Feature #10198
PG removal occupy the disk thread several hours
0%
Description
We found an issue after we enable scrubbing/deep-scrubbing when doing recovering. The phenomenon is that all the radosgw threads get hung gradually in few hours, so all the requests get 500 error eventually.
After we turn on scrubing/deep-scrubibing, there are some .rgw.bucket.index pool's PGs starting to scrub/deep-scrub. But during the
whole time of scrubbing those objects, they can't be written. And for our case, those objects here are bucket index objects, so all the writes to those buckets will be blocked at updating bucket index info.
chunky scrub will exit temporarily to wait for replicas to build scrub map. When replicas finishes the job, it will send sub_op_scrub_map OP back to primary OSD. This OP will be processed by op_tp firstly and then queued into scrub_wq, so disk_tp can continue the left work.
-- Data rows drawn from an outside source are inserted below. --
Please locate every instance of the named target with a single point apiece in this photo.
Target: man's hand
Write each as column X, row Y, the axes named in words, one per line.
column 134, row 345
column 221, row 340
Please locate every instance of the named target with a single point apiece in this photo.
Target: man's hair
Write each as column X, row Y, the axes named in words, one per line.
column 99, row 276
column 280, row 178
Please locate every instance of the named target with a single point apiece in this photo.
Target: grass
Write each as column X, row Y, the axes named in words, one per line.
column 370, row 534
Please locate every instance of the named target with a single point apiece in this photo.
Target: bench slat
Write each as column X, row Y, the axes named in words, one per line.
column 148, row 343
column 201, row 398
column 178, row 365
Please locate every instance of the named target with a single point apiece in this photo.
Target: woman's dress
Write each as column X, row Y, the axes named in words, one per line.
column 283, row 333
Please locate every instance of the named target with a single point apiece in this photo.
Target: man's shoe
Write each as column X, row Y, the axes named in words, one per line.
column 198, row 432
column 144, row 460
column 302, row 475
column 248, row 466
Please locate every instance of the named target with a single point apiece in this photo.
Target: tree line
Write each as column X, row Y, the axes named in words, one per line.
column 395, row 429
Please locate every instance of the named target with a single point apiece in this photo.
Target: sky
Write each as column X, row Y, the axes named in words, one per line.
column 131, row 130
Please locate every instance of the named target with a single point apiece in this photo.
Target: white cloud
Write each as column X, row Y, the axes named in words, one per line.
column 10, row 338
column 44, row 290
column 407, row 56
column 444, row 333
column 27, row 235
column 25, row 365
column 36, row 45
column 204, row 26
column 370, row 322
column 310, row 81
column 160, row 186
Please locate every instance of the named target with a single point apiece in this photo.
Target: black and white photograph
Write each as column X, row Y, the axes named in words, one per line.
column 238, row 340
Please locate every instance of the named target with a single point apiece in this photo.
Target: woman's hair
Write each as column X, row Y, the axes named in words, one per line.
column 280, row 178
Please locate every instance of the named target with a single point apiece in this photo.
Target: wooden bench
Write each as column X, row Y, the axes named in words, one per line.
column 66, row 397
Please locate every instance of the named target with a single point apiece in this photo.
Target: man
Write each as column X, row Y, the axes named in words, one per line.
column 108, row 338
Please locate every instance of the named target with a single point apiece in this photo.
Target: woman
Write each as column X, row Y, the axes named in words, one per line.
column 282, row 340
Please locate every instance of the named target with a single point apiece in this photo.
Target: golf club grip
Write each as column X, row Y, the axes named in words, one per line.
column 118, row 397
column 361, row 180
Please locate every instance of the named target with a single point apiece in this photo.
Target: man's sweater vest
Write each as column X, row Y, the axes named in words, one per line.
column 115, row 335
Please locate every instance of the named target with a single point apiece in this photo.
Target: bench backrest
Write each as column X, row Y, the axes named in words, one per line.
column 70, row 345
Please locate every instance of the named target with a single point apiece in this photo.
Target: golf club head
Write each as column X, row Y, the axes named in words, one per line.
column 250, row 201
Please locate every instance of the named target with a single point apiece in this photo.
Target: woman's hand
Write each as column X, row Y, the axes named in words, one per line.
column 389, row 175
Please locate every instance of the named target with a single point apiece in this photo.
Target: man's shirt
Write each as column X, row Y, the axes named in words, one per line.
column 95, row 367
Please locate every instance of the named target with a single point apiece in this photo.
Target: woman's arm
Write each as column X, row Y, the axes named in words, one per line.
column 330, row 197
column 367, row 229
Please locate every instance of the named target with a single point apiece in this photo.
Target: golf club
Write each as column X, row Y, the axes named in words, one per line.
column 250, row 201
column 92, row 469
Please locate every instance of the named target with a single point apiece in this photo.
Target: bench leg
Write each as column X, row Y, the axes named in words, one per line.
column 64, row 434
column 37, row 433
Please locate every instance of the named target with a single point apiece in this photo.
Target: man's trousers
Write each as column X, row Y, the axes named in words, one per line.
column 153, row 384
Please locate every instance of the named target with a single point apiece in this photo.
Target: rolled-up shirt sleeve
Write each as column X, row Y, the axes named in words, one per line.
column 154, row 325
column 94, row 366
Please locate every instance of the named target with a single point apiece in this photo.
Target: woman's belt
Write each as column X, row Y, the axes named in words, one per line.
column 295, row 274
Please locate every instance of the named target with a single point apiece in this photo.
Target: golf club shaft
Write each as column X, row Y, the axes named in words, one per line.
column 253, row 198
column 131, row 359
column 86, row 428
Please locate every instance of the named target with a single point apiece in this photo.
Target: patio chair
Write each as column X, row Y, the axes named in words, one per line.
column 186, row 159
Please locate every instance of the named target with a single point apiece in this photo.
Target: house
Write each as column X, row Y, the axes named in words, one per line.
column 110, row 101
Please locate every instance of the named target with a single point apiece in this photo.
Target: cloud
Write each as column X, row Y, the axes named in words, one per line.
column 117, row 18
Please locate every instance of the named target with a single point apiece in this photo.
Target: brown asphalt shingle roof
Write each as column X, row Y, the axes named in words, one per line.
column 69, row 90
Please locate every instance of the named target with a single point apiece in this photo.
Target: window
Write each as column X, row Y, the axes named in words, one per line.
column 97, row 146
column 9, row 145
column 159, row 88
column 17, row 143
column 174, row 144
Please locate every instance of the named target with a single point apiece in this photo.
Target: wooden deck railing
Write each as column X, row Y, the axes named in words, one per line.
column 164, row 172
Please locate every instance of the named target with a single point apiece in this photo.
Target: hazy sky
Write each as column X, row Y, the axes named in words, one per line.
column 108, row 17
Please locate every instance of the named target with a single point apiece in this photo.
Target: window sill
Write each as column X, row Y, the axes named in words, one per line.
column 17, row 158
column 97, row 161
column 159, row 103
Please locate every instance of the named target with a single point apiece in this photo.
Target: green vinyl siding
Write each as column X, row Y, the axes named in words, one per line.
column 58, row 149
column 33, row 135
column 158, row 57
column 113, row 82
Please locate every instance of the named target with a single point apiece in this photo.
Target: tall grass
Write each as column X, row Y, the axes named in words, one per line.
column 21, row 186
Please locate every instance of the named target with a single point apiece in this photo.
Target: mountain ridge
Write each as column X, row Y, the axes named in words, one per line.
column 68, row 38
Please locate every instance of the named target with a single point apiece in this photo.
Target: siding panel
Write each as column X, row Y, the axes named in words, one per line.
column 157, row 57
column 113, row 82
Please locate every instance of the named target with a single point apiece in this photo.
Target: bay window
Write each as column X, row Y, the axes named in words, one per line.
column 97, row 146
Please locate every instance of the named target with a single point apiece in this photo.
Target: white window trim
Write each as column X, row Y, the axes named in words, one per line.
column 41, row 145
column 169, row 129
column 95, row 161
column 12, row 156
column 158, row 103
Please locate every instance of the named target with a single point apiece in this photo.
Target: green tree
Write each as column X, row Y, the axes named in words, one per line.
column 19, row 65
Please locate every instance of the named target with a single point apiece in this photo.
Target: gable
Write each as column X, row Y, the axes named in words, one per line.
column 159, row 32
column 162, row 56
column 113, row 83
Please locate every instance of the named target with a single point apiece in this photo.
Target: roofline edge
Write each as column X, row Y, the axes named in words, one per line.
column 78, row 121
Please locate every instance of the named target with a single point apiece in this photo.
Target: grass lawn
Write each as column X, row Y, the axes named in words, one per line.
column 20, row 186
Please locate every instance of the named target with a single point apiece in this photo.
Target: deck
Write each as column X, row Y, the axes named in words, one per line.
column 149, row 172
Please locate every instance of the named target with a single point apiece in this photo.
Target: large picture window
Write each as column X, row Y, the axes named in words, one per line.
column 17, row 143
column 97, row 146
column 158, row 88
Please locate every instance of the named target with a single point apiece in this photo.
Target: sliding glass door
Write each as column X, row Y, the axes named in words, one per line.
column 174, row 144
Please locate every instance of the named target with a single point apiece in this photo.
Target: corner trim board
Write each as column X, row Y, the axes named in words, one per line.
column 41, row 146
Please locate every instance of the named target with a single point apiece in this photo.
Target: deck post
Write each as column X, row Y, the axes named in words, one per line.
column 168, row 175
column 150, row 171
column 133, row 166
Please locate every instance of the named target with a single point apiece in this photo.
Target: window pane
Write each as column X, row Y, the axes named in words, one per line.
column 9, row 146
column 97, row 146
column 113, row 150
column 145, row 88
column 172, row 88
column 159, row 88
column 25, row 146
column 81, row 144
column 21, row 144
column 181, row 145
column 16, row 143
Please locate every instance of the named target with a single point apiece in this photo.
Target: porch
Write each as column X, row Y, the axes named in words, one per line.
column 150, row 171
Our problem is that after sub_op_scrub_map OP is processed and queued into scrub_wq, disk_tp doesn't continue to process for about 1.5 hrs. So all the writes to those buckets become slow requests, radosgw threads start to hang, eventually spread to all the radosgw threads.
Once chunk scrub exits, disk_tp turns to process other events. For our case, it is processing pg removing event of EC pool. Unfortunately it
takes very long time to process such event, because in pg removing, it seems to loop all the objects under each directory, but 32 to 64 one time.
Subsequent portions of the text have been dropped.